What impact will/has this research have/had? E.g. societal benefit, enhanced understanding about an issue, changes in public health practice, changes to policy and legislation, improved public involvement, understanding the value of lived experience
I feel as though the PHPES projects are extremely valuable as they seek to bring public health professionals together with academics to evaluate ongoing interventions in a way that will be highly impactful and relevant to improving practice in a timely fashion.
Through our evaluation of the Mental Health Foundation’s Peer Education Project, we have fostered an understanding of how (mechanisms) and where (contexts) the intervention will be most beneficial. Additionally, our research into the NHS’s talking therapies service (‘Improving Access to Psychological Therapies’ or IAPT) has underlined the value of Public and Patient Involvement to ensure the findings are meaningful and applicable for people, seeing as IAPT is a statutory, evidence-based service accessed by 1.5 million adults per year, a figure that is expected to rise to 1.9 million by 2024 (1). In both studies, we are continuing our conversations with service managers to translate our findings into tangible changes to practice.

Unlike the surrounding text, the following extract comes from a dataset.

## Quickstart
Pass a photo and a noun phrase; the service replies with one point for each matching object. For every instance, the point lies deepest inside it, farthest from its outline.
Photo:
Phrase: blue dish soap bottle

- The National Collaborating Centre for Mental Health. The Improving Access to Psychological Therapies Manual. [Internet]. 2021 [cited 2022 May 13]. Report No.: 08101. Available from: https://www.england.nhs.uk/wp-content/uploads/2018/06/the-iapt-manual-v5.pdf.
What made you decide to have a career/choose a pathway in public health research?

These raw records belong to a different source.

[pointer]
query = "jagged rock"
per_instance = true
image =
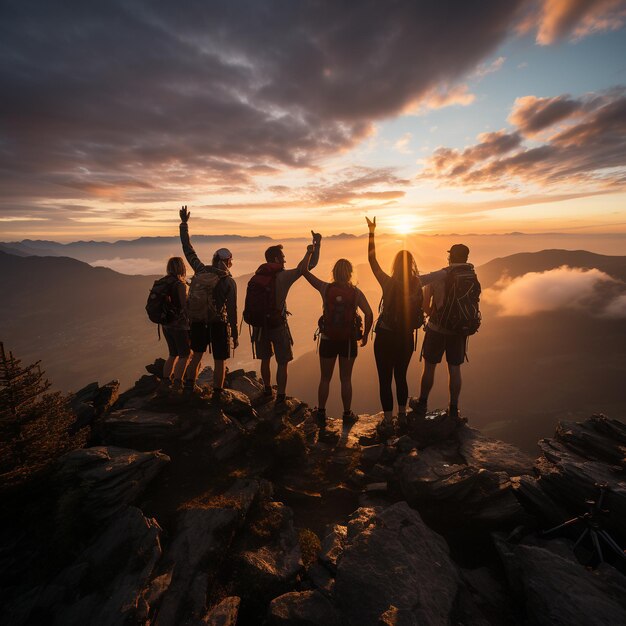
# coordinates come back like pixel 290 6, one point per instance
pixel 535 500
pixel 290 443
pixel 559 591
pixel 469 493
pixel 371 454
pixel 105 585
pixel 272 568
pixel 570 480
pixel 305 608
pixel 392 559
pixel 202 538
pixel 156 368
pixel 252 389
pixel 322 579
pixel 141 429
pixel 108 478
pixel 597 438
pixel 491 454
pixel 431 428
pixel 224 614
pixel 332 546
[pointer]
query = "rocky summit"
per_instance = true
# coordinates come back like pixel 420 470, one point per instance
pixel 221 510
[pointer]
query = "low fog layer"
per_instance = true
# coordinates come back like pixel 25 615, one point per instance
pixel 571 288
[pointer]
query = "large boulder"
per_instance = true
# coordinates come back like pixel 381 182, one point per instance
pixel 273 567
pixel 106 583
pixel 491 454
pixel 392 559
pixel 141 429
pixel 107 479
pixel 558 591
pixel 305 608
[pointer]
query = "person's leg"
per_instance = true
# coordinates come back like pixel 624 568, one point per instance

My journey into public health has not been hugely linear, which I’m sure resonates with many of my colleagues. My interest in different cultures was spurred by undertaking the majority of my education in an international community in Switzerland, and having a partner school in Nepal. Additionally, during my undergraduate Psychology degree, I participated in a healthcare internship in an orphanage in a South African township to help implement a occupational intervention for adolescents living with disabilities. Both of these experiences led me to understand inequalities in health according to socioeconomic position. Since graduating from the University of Birmingham, I shifted my focus towards nutrition and physical activity as two public health priorities, and completed my Masters at the University of Bristol. This led me to commence my work as a researcher in the Centre for Public Health, which has exposed me to the breadth of the public health field.
Recently I attended a webinar hosted by practitioners from Birmingham City Council in which they opened with the phrase ‘medicine is failed prevention’ – I feel I channel this ethos through my work and will continue to do so as I progress in my career.
What has been the highlight of your research involvement/career?
In March 2022, I attended my first conference (the Southwest Public Health Science conference), at which Michael Marmot also presented. I enjoyed the experience consolidating our preliminary findings into a coherent abstract and oral presentation, and having a fruitful discussion with an audience of practitioners and academics possessing common research interests and methodological expertise. Secondly, finding out that I was successful in obtaining a SPHR PhD studentship at LSHTM was a proud moment for me, as I am aware of how competitive they are. I look forward to maintaining the existing relationships I have made within SPHR institutions across the Universities of Bristol, Sheffield and Lancaster throughout my doctoral research.
What advice would you give to someone considering a career or involvement in public health research?
Go for it! As long as you have an interest in study methodology and furthering health in equitable ways, public health can be tailored to make it work for you. I think a key benefit of public health research is its variety, involving a balance between interacting with stakeholders, collaborating with other researchers, as well as independent reading and writing.